A questo riguardo può esserci utile la seguente considerazione di un noto contemplativo del nostro tempo, Thomas Merton: «Una delle chiavi della vera esperienza religiosa – egli dice – è la sconvolgente presa di coscienza del fatto che, per quanto noi siamo odiosi a noi stessi, non lo siamo affatto e mai per Dio. Questa coscienza ci fa meglio capire la differenza tra il nostro amore e il suo. Il nostro amore è un bisogno, il suo è un dono. Noi abbiamo bisogno di vedere il buono in noi per considerarci amabili. Egli no. Ci ama non perché noi siamo buoni, ma perché lui lo è. Finché ci rapportiamo con un Dio che è solo una proiezione del nostro povero io, noi non possiamo che provare timore per una potenza tremenda e insaziabile, che avrebbe bisogno di vedere la bontà in noi per accoglierci, e che per l’infinita chiarezza della sua visione non trova altro che male, e pertanto non può che essere severo con noi».

 

NON PER PURA

CONDISCENDENZA

 

All’acuta annotazione del Merton potremmo aggiungere tuttavia che l’amore del Signore per noi non è pura condiscendenza, quasi si trattasse solo di un rassegnato “abbassarsi” verso la nostra povertà; è invece anche passione e incanto per il bello che Egli non manca mai di vedere in ognuna delle “sue” creature, le quali – tutte – esistono perché lui le ha pensate, amate e volute in modo consapevole e libero.

Di fatto, Dio ha una profonda passione: tale passione siamo ciascuno di noi e noi tutti insieme. Egli si appassiona alla nostra vita, a tutto ciò che ci accade. Amante sempre di noi innamorato, è perennemente in trepidante attesa di essere ammesso alla nostra compagnia, come una madre desidera condividere le vicende dei suoi figlioli.

Il tempo che destiniamo alla preghiera è quello in cui gli diciamo: Maranà tha, vieni Signore!

Io, la passione del mio Dio, voglio divenire la sua gioia, lasciandomi invadere ed afferrare dal suo Spirito che vuole plasmare il mio volto perché somigli di più a quel Figlio di cui egli si compiace pienamente, il Signore Gesù.

 

Noi conosciamo per esperienza la fatica dell’uomo nel ricercare Dio, ed è questa che ci balza sempre agli occhi quando parliamo di fede. C’è ed è vera. Ma vi è pure un altro punto di vista dal quale possiamo leggere il dramma della “storia della salvezza”: è il punto di vista di Dio.

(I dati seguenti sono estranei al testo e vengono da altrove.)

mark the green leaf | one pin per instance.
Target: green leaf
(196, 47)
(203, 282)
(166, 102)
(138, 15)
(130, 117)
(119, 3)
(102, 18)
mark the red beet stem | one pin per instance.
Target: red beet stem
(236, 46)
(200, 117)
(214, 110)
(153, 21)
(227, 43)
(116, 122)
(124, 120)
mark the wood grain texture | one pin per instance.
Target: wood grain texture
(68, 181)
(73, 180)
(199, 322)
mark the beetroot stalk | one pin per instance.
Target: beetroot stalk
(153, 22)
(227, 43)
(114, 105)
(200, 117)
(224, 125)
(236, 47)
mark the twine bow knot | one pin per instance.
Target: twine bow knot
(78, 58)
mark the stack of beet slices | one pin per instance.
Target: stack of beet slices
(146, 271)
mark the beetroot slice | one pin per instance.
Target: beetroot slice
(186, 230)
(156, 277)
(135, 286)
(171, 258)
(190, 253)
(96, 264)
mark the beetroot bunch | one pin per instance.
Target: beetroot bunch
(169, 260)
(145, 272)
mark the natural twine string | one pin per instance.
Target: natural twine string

Ci consente di cogliere la fatica che Egli ha fatto, fa e farà sino alla fine dei tempi per “salvare” l’uomo, vertice del creato e sua profonda passione, suo tormento continuo. E lo vediamo come un Dio innamorato di noi, costretto a rincorrerci sempre; e così spesso respinto o accolto da noi malamente.

In Gesù Cristo abbiamo conosciuto un Dio mendicante d’amore, vulnerabile e povero, un Dio il cui amore è disatteso e respinto, un Dio da noi messo in croce...

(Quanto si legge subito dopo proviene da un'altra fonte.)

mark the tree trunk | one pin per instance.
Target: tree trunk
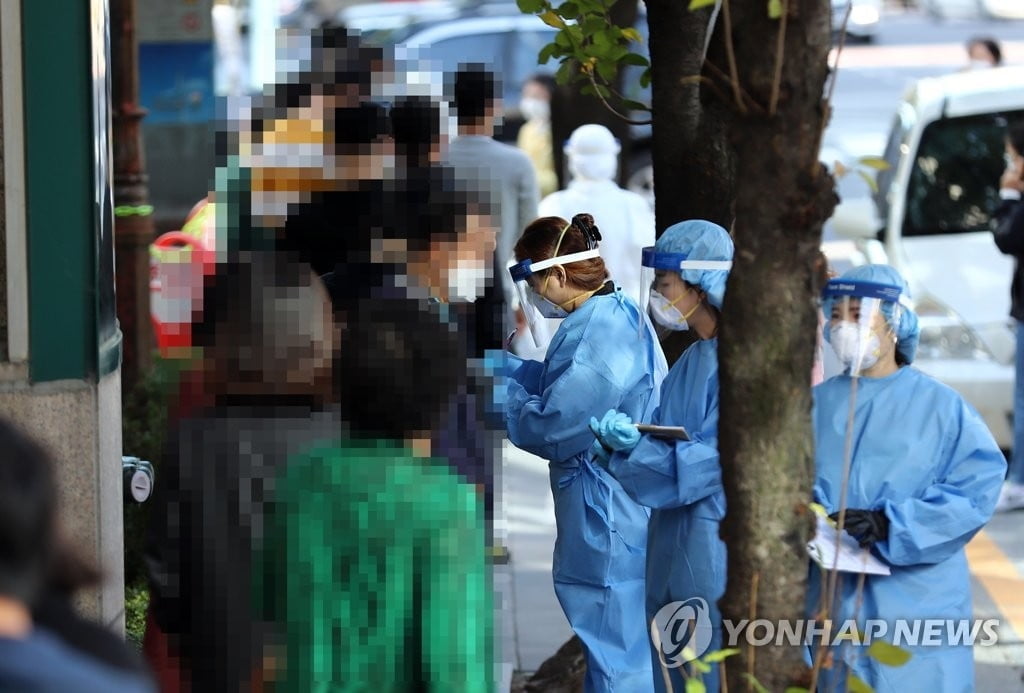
(689, 149)
(769, 323)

Da sempre, Tu vai cercando qualcuno che Ti accolga fino in fondo, che apra a Te la sua vita e si lasci invadere dal tuo amore appassionato. “Donna, dammi da bere!”, chiedevi un giorno alla samaritana. E sulla croce ha gridato: “Ho sete!” Molti Padri hanno letto questo tuo grido come la domanda che tu rivolgi ad ognuno perché ti si lasci entrare nella nostra vita e ti si accolga come “Signore” di essa.

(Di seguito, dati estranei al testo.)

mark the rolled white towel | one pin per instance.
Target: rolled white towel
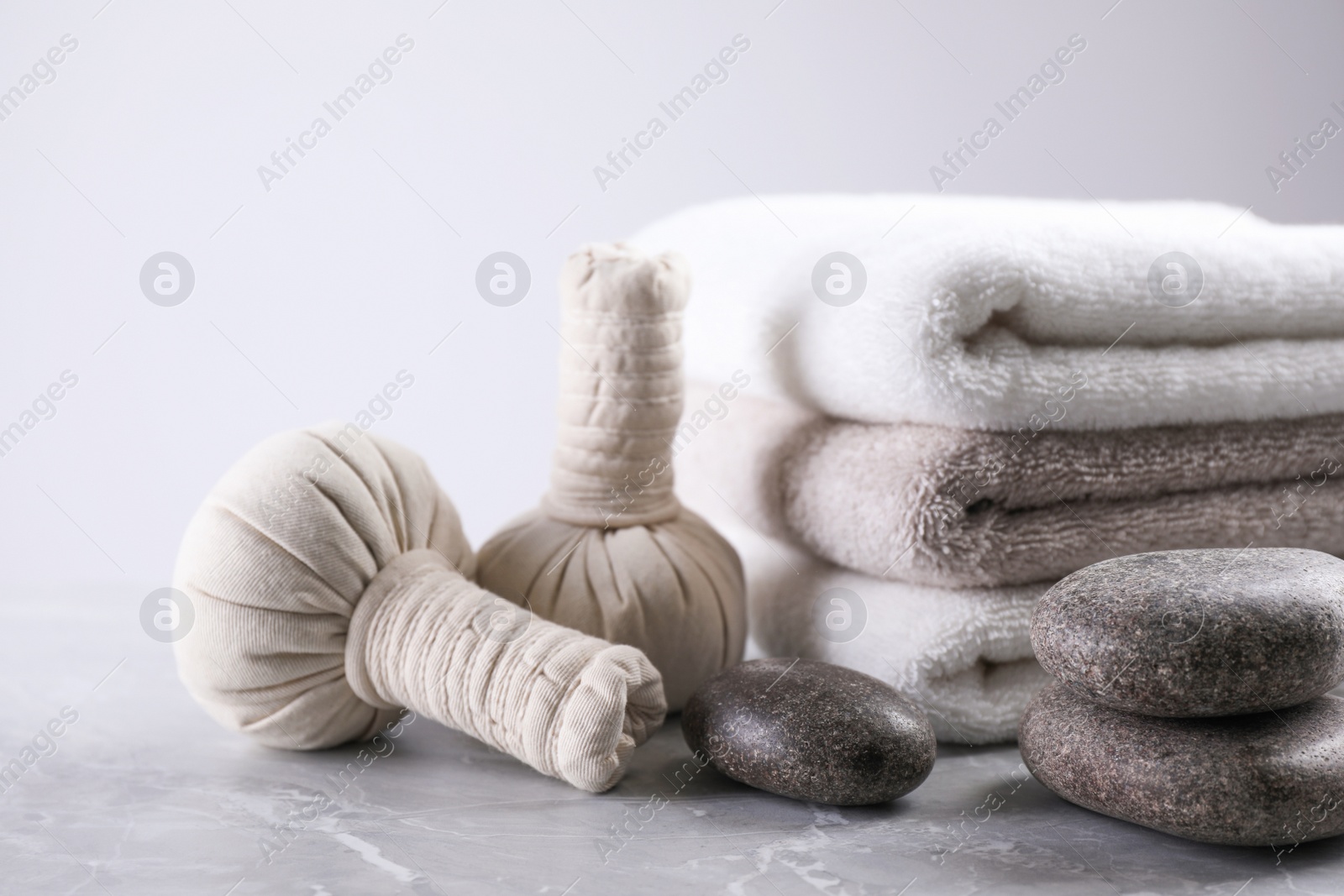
(979, 311)
(964, 654)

È stata questa sete che ti ha spinto alla follia del tuo nascere povero a Betlemme, del tuo morire nudo sulla croce e del tuo rimanere tra noi nell’oscurità sconvolgente del mistero eucaristico: le tre espressioni del tuo “amore kenotico” che Francesco non si stancava mai di contemplare.

Per dare un senso al tuo venire tra noi, sarebbe bastato che una sola persona, nell’arco dell’intera storia umana, ti avesse accolto ed amato davvero... E in certo senso tu non sapevi se ciò sarebbe accaduto. Hai rischiato anche tu, come accade talvolta pure a noi quando decidiamo di amare davvero: l’amore porta una componente di rischio, rende vulnerabili, perché non può che “proporsi” e può cadere nel vuoto, essere del tutto o in parte disatteso... _È consolante sapere che vi sono state, e vi sono ancor oggi, persone che – come Maria e Francesco – ti hanno detto di sì, un sì totale e per sempre. Esse sono state la tua gioia, la gioia del loro Dio. Essere la tua gioia, la gioia del mio Signore e mio Dio: può esservi aspirazione più grande? “Questa vita nella carne, io la vivo nella fede del Figlio di Dio, che mi ha amato e ha dato se stesso per me” (Gal. 2,20).

Pregare è intrattenersi con Colui dal quale sappiamo di essere amati (Santa Teresa di Gesù).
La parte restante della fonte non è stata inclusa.